Metal Gear Solid 2- Sons of Liberty turned out to be another winner, but with one major gripe among Metal Gear fans, myself included.
The gameplay itself was phenomenal, as were the much sharper graphics. My main problem with this sequel, however, was the direction in which the story went. I'll say more about it when I do a write-up on it.

Hideo Kojima had proven himself to be a Golden Boy of Gaming and was given a bigger budget for the sequel. This was evident in every aspect of MGS2.  For this game, they pushed the boundaries of what the PlayStation 2 gaming engine was capable of and they hired Hollywood film composer Harry Gregson-Williams to provide a fantastic orchestral score.  It helped to further blur the line between a console game and a movie.

And that, for me, is the beauty of these games. They are like movies that you play.

Thanks for reading!



  1. I've missed up a lot in gaming experiences, I'm afraid... the last thing I played with was equipped with single-button joysticks and had an 8-bit processor in it. Adventure games, as they were called, were mostly text-based; you entered your moves mainly using the computer keyboard, and were lucky to have some synthetized music played in three voices, one of which was only capable of producing white sound, useful for representing bangs, crashes and explosions, but not so convincing as a cymbal...

    ... yes, I'm a Commodore 64 kid. Compared to this, the games I played were way, way more primitive. The best games of this sort back then were first-person jobs, and at least the ones I saw were mostly flight simulators of one sort of another. By the end of the decade, when Nintendo had revolutionized the gaming world with its NES, some Commodore games (true swan songs for a great machine) offered some of the aspects you mention for MGS... but were still a far cry from the things we saw in the '90s.

  2. I used to be a hug fan of the Tombraider series. It was so full of heart-stopping high drops, and puzzles. But, I never played any of Metal Gear Solid. But I kinda wish I had now.

    And Miguel, I'm an ol' Amiga fan. I grew up on lemmings, test-drive and speedball.

    1. Test drive! That was very good! I had the Commodore 64 version... my favorite cars were the Porsche and the Corvette.

      I always wanted to try the Amiga, but back in the day they were way too expensive for my budget, and then I gave up on computer games altogether to focus on the pre-Internet hi-tech computer solutions of the day, including file servers (with Novell! and SCO Unix!!), office suits, Lotus Notes, and (oh, modernity!) e-Mail. What a joy...

    2. The Porsche was always the one to drive! MMMMm...


      Oh, and Teeritz, there should be something in the mail today or next week.

    3. Got it, Scott! Thanks very much. Time for me to get typing, methinks.

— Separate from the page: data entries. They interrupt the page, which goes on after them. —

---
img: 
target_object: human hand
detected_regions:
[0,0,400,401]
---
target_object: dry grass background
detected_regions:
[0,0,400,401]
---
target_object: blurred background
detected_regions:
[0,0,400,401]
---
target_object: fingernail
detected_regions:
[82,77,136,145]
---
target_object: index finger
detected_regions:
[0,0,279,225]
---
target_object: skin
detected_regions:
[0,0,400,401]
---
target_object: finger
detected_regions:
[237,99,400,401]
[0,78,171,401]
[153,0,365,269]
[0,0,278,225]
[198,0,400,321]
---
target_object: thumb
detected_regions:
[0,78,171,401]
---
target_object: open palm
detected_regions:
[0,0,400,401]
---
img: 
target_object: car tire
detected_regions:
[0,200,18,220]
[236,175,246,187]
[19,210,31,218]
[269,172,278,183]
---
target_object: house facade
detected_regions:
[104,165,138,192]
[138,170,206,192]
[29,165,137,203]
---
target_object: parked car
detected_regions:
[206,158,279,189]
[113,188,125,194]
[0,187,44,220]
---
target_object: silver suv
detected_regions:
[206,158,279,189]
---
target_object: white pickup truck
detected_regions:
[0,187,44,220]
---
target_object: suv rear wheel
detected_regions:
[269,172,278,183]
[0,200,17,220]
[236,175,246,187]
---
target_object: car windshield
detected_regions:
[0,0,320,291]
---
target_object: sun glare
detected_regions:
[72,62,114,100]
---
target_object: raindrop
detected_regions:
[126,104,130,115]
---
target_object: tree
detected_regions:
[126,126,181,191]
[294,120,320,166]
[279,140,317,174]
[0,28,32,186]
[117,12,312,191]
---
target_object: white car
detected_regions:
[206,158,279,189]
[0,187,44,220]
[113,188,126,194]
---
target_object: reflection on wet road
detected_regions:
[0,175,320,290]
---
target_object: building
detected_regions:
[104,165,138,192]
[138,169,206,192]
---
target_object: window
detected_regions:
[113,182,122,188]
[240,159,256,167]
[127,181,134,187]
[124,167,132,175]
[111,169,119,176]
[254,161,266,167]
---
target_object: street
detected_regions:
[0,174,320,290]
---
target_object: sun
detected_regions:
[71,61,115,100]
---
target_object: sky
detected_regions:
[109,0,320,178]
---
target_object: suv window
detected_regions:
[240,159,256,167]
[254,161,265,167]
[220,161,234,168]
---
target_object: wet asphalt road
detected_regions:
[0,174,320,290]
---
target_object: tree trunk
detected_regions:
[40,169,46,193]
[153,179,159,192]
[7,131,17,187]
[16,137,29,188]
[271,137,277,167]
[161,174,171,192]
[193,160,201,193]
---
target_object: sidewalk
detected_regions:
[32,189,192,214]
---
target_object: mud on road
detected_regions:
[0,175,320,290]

  3. Ha it's interesting to see everyone's take on this. I find these games too difficult for my clutzy hands. That torture room you describe would probably have made me give up if it didn't continue the story after. I stopped after the Atari 7800, which I just pulled out of the basement last month. The games were getting too expensive, and the industry was in flux so you didn't know what platform would survive. Is there a pc version of this? I will have to look it up online.

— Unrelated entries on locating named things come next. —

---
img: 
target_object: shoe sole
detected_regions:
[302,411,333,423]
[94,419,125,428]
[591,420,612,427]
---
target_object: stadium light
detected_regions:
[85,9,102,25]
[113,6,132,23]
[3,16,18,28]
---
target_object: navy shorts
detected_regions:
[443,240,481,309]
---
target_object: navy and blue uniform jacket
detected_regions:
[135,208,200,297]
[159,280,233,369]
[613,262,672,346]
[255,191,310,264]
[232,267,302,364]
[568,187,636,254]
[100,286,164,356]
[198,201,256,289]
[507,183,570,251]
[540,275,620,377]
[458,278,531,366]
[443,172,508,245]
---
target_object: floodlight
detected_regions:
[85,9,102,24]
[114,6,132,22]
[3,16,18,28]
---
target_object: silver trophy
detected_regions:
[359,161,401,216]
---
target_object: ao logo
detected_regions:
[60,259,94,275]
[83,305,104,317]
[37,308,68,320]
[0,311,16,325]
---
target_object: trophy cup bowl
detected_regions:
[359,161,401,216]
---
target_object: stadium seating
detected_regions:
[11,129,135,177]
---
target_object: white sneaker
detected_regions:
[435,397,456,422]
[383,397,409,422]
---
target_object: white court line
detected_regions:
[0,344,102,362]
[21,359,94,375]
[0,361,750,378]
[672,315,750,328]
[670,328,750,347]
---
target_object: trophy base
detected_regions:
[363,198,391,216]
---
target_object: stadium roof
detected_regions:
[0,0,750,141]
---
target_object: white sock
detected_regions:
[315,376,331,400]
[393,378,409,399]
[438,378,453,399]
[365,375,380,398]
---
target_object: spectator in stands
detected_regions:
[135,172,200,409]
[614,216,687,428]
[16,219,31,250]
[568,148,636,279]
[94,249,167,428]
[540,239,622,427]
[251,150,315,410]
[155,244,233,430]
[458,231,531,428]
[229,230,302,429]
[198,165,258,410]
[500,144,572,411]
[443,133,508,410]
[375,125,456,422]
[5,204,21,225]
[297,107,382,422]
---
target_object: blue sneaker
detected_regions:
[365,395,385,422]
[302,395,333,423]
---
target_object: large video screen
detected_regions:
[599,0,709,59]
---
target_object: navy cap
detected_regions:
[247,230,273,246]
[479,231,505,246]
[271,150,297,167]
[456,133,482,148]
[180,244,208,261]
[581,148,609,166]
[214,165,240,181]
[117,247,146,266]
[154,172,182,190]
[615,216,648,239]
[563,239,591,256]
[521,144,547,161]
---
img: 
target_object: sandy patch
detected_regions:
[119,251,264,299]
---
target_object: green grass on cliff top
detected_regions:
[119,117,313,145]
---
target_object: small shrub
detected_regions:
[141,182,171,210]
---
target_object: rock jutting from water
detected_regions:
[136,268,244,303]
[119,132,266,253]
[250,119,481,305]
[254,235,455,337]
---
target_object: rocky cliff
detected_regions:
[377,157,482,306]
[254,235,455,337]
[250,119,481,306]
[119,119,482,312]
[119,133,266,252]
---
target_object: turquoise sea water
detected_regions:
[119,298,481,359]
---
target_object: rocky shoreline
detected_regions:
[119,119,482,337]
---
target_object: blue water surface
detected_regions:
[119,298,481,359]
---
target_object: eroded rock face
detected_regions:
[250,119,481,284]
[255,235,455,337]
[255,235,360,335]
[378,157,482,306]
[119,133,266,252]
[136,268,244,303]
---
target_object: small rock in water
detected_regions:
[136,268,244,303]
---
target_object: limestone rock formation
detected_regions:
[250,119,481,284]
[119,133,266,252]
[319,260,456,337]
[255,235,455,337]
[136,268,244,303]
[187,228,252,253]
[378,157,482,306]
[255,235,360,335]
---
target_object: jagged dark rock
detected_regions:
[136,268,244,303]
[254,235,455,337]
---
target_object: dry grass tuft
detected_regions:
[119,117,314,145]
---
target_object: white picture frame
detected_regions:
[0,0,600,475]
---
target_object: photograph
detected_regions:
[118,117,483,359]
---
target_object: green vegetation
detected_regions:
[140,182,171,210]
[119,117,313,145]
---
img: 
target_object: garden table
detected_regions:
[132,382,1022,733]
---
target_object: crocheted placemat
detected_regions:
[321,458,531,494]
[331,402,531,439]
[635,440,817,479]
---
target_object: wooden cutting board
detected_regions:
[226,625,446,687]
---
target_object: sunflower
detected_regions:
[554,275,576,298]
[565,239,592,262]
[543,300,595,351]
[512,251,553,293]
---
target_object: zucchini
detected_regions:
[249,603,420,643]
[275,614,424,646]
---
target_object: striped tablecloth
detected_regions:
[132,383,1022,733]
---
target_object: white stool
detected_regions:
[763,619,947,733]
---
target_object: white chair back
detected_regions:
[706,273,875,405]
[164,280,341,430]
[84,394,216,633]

    1. There most certainly is a PC version, NA. Or at least there was when it was first released. In fact, I think it may even be downloadable, based on all the websites I trawled through for pictures for this post....I just took a quick look at eBay and it appears that you can still get the PC compatible game. Best of luck if you choose to proceed, NA. There are worse ways to spend a couple of hours and given the absolute drivel that's on TV these days, I may find myself playing games a little more.